The amount of large-scale displacements in Colombia increased 83% in 2012 compared to 2011, said a local NGO on Tuesday.
According to a CODHES [Consultancy for Human Rights and Displacement] report, in 2012 there was an 83% increase in the number of large-scale displacements suggesting that the total number of Colombians forcefully displaced by armed conflict “is likely to exceed” previous years.
“The most vulnerable…including children, adolescents and women…are disproportionately affected…[particularly] indigenous and Afro-Colombian populations,” read the report.

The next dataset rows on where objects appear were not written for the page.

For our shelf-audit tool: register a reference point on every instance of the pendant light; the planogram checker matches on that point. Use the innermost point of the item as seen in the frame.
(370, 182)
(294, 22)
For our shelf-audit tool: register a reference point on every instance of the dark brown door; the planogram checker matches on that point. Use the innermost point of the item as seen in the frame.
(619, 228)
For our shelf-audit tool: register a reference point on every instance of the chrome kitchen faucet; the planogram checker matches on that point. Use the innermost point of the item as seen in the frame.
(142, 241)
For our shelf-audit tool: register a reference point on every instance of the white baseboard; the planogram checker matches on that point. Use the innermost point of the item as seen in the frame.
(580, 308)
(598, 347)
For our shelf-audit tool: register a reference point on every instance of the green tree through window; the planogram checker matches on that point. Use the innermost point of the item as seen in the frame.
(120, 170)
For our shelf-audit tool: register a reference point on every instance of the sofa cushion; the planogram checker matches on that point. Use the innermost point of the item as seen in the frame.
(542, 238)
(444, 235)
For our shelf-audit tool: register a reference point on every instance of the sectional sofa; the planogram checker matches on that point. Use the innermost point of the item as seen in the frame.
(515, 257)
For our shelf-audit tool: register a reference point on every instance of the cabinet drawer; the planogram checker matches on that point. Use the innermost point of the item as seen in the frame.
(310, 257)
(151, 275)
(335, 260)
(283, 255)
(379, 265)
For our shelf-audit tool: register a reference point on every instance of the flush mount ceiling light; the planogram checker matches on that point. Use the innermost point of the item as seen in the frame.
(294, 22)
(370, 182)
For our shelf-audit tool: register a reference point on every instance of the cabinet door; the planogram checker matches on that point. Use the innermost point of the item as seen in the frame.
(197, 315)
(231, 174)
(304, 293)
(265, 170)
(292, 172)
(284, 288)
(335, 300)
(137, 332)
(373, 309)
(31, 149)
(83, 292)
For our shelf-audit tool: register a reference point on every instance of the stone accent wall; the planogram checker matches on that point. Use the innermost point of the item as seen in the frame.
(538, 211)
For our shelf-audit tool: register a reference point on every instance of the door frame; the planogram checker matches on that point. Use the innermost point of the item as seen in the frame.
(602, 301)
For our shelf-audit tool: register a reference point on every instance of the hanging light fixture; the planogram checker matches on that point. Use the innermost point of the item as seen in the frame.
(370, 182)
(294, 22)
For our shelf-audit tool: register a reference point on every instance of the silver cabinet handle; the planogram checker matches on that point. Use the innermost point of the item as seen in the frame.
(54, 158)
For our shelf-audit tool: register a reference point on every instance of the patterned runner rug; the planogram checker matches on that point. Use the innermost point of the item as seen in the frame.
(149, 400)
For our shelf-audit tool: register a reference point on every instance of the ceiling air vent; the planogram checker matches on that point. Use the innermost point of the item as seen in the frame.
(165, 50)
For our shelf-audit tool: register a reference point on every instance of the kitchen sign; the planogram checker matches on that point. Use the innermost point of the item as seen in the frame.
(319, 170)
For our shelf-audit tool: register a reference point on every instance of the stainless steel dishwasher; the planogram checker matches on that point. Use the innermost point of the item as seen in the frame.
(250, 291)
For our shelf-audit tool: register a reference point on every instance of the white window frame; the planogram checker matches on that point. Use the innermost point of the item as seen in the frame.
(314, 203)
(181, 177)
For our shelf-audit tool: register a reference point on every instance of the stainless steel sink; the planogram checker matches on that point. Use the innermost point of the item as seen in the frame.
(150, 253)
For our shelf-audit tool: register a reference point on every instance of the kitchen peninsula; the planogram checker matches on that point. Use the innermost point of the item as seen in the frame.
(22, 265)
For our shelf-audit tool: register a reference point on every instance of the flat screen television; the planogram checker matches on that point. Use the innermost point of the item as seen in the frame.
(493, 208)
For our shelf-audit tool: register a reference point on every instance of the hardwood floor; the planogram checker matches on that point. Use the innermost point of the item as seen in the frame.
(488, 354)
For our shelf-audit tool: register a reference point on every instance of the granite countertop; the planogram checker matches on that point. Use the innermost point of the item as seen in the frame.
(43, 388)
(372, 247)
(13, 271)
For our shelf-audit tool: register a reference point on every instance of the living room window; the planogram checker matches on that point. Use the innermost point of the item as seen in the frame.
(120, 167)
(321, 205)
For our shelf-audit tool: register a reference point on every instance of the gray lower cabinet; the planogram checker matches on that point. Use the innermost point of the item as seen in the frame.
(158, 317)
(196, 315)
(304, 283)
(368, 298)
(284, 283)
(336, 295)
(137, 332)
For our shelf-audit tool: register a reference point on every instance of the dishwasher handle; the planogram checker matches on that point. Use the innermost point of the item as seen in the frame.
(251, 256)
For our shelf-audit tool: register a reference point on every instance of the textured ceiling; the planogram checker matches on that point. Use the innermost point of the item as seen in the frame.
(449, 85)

A large-scale displacement is defined by CODHES as at least 10 households or 50 people being forced to move at once. In many instances, indigenous communities have been forced off their ancestral lands because of violence or threats of violence. The worst-affected areas are reportedly located in southwest Colombia. In the southern department of Cauca, for example, the Nasa indigenous people are in the midst of a “humanitarian crisis.”
The report stated that conflicts have been exacerbated due to an increased demand in land for mining and agribusiness.
“The state, multinational agribusiness and mining [companies], drug traffickers, guerrillas, and [neo-paramilitaries], vie for control and use of the territories of northern Cauca. The disputes…reflect structural conflicts over territory in terms of how to exploit the land and subsoil [for mining],” claimed the report.
“We are facing an increase in human rights violations and [violations] of international humanitarian law,” concluded CODHES.
According to the most recent figures Colombia has the highest number of internally displaced people in the world.